First contact pictures

Over the time, I collected photographs of several exotic (i.e. non-x86) machines booting HelenOS for the first time. Below you'll find pictures of SGI Indy, Sun Ultra 60, Dell PowerEdge 3250 and iMac G4 all booting HelenOS in some point of its evolution. Some of the pictures are in a very poor quality as they were taken using a cell phone.

The first picture was taken by Ondrej Palkovsky and depicts the early mips32 port running on SGI Indy. The Indy support has been removed from the trunk some time ago as part of some cleanup, but continues to live in our memories and, in the first place, in our repository history. I believe the picture predates the userspace support in HelenOS and therefore you can only see the kernel having passed some sort of test followed by the kinit kernel thread printing "kinit..." in 1-second delays over and over again.

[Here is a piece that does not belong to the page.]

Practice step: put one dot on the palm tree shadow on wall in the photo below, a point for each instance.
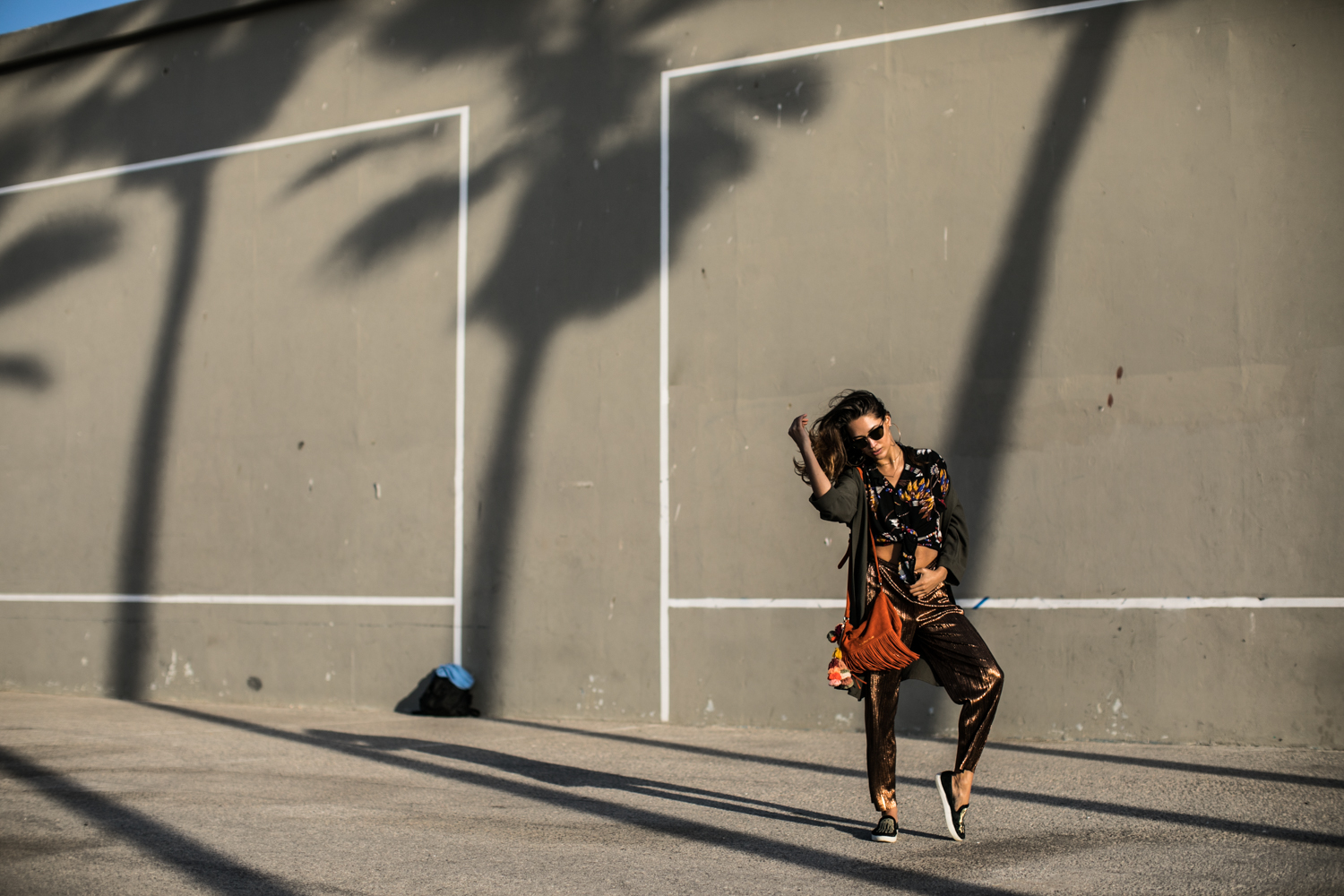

The next picture illustrates one sparc64 email debugging session attended by me and Martin Decky. I believe the picture shows the first successful boot on Sun Ultra 60 in Martin's office. The picture was taken using a cell phone when Martin wanted to share his view with me. Note that at that picture, the visual for the Ultra 60 framebuffer is still wrong and the kernel panics due to a bad fast_data_access_mmu fault.

On the next picture taken and sent by Jakub Vana, you can see one of the first successfull boots on a dual Itanium II system. Even though the ia64 port was long able to run entire userspace in the Ski simulator, the real world Itanium was something quite different and required additional work to reach a comparable level of usability.

The last picture (so far) motivated me to write this blog entry. It's only several hours old and shows an astonishing progress on a real-hardware support for the ppc32 port. It was taken by the same Martin in the same office, I believe, using the same cell phone as the sparc64 pictures. HelenOS/ppc32 runs in the PearPC simulator, but seeing it run on real hardware after lots of failed attempts was very rewarding, even though the full credit goes to Martin.